Shakiba Moradi, Mostafa Ghelich Oghli|arXiv (Cornell University)|Jun 25, 2019
Cardiac Valve Diseases and Treatments参考文献 59被引用数 156
ひとこと要約

本論文では、2次元心エコー画像における左室(LV)セグメンテーションを向上させるために、深さの等化とアップサンプリングを施した多段階デコーダー特徴マップの融合を用いた、MFP-Unetと呼ばれる新しいU-Netの変種を提案する。最終的な意味的セグメンテーションの前に、この手法により、デュースコア0.945、ハウスドルフ距離1.62、機能的パラメータにおいて良好な臨床的整合性を達成し、最先端の性能を発揮した。

ABSTRACT

Segmentation of the Left ventricle (LV) is a crucial step for quantitative measurements such as area, volume, and ejection fraction. However, the automatic LV segmentation in 2D echocardiographic images is a challenging task due to ill-defined borders, and operator dependence issues (insufficient reproducibility).
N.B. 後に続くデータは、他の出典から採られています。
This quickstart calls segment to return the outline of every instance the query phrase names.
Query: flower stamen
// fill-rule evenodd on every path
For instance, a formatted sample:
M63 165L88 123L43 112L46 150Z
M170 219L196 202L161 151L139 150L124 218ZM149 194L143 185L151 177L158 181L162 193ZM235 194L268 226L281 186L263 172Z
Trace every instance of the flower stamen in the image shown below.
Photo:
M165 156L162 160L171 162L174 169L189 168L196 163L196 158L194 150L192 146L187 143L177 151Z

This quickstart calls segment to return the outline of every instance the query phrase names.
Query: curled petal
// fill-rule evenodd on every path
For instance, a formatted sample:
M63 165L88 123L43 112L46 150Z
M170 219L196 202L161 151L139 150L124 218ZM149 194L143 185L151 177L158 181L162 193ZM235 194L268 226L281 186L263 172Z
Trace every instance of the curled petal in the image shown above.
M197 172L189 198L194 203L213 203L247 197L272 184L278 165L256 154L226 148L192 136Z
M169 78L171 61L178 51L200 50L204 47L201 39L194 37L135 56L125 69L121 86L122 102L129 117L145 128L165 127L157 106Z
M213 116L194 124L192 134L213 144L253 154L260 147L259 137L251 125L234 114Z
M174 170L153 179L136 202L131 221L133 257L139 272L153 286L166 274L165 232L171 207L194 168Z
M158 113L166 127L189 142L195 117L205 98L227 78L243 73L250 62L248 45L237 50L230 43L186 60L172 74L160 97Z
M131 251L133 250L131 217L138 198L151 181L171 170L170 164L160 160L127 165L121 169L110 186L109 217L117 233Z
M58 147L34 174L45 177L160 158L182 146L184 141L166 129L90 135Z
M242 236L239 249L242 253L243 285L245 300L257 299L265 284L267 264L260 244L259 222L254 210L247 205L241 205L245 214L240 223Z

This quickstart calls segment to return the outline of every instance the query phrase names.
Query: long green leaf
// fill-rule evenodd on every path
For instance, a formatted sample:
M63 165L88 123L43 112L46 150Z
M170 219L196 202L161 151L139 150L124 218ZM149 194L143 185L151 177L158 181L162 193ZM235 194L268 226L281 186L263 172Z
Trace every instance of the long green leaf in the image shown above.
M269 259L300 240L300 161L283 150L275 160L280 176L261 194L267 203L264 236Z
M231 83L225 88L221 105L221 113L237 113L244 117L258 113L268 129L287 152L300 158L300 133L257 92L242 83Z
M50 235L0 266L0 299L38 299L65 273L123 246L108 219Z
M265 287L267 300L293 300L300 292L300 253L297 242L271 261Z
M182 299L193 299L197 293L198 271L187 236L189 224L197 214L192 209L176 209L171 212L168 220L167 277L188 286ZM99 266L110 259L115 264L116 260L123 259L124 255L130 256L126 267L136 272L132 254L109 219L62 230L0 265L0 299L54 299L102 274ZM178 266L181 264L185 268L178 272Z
U-net, which is a well-known architecture in medical image segmentation, addressed this problem through an encoder-decoder path. Despite outstanding overall performance, U-net ignores the contribution of all semantic strengths in the segmentation procedure. In the present study, we have proposed a novel architecture to tackle this drawback. Feature maps in all levels of the decoder path of U-net are concatenated, their depths are equalized, and up-sampled to a fixed dimension. This stack of feature maps would be the input of the semantic segmentation layer. The proposed network yielded state-of-the-art results when comparing with results from U-net, dilated U-net, and deeplabv3, using the same dataset. An average Dice Metric (DM) of 0.945, Hausdorff Distance (HD) of 1.62, Jaccard Coefficient (JC) of 0.97, and Mean Absolute Distance (MAD) of 1.32 are achieved. The correlation graph, bland-altman analysis, and box plot showed a great agreement between automatic and manually calculated volume, area, and length.

研究の動機と目的

  • 心エコー画像の手動によるLVセグメンテーションにおける再現性の低さと観察者間差の問題に対処すること。
  • U-Netの限界を改善するため、すべてのデコーダーレベルからの意味的強化を統合すること。
  • コントラストが低く、スペッケルノイズが多く、境界が不明瞭な心エコー画像において、セグメンテーションの正確性を向上させる深層学習モデルを開発すること。
  • 体積、射出分数、面積測定において、手動による輪郭指定と同等の臨床的に信頼できるセグメンテーション結果を達成すること。

提案手法

  • 提案されたMFP-Unetアーキテクチャは、U-Netを拡張したもので、すべてのデコーダーレベルからの特徴マップを深さの等化およびアップサンプリングにより固定次元に統一した後、連結する。
  • 受容 field を拡大するがパrameter数を増加させないために、拡張率2の畳み込みを用いて多スケール特徴ピラミッドを構築する。
  • エッジコントラストの向上と特徴学習の改善を目的として、k=2のNiblackの局所しきい値処理を用いた前処理レイヤーを追加する。
  • エンコーダーとデコーダーのパス間でスキップ接続を保持することで、空間解像度と勾配の流れを維持する。
  • 最終的な意味的セグメンテーションレイヤーは、スタックされた多段階特徴マップを処理し、正確なLV境界予測を生成する。
  • 手動による正解ラベルが付与された2次元4心腔ビューの心エコー画像データセットを用いて、教師あり学習によりネットワークをエンドツーエンドで訓練する。

実験結果

リサーチクエスチョン

  • RQ1多段階デコーダー特徴の統合は、挑戦的な心エコー画像におけるLVセグメンテーション精度を向上させることができるか?
  • RQ2低拡張率の拡張畳み込みを組み込むことで、モデルの複雑さを増さずに特徴表現を向上させることができるか?
  • RQ3MFP-Unetは、U-Net、拡張U-Net、およびDeepLabv3と比較して、セグメンテーション指標および臨床的パrameterの一貫性において優れているか?
  • RQ4提案手法は、LV機能的パラメータ推定における観察者間差をどの程度低減するか?
  • RQ5比較的小さく多様なトレーニングデータセットでも、高い精度を達成できるか?

主な発見

  • MFP-Unetはデュースコア0.945を達成し、手動セグメンテーションとの高い被りを示した。
  • ハウスドルフ距離は1.62であり、境界の最大誤差が最小限であることを示した。
  • ジャッカード係数は0.97に達し、セグメンテーションの一貫性が強いことを確認した。
  • 平均絶対距離は1.32であり、境界位置の高精度な局在化を示した。
  • Bland-Altmanおよび相関解析により、自動測定と手動測定の終舒期容積、終収縮期容積、および射出分数において、無視できるバイアスと強い一致が確認された。
  • ボックスプロット解析により、MFP-Unetが射出分数推定において、四分位範囲が最も小さく、外れ値も最小限であることが確認された。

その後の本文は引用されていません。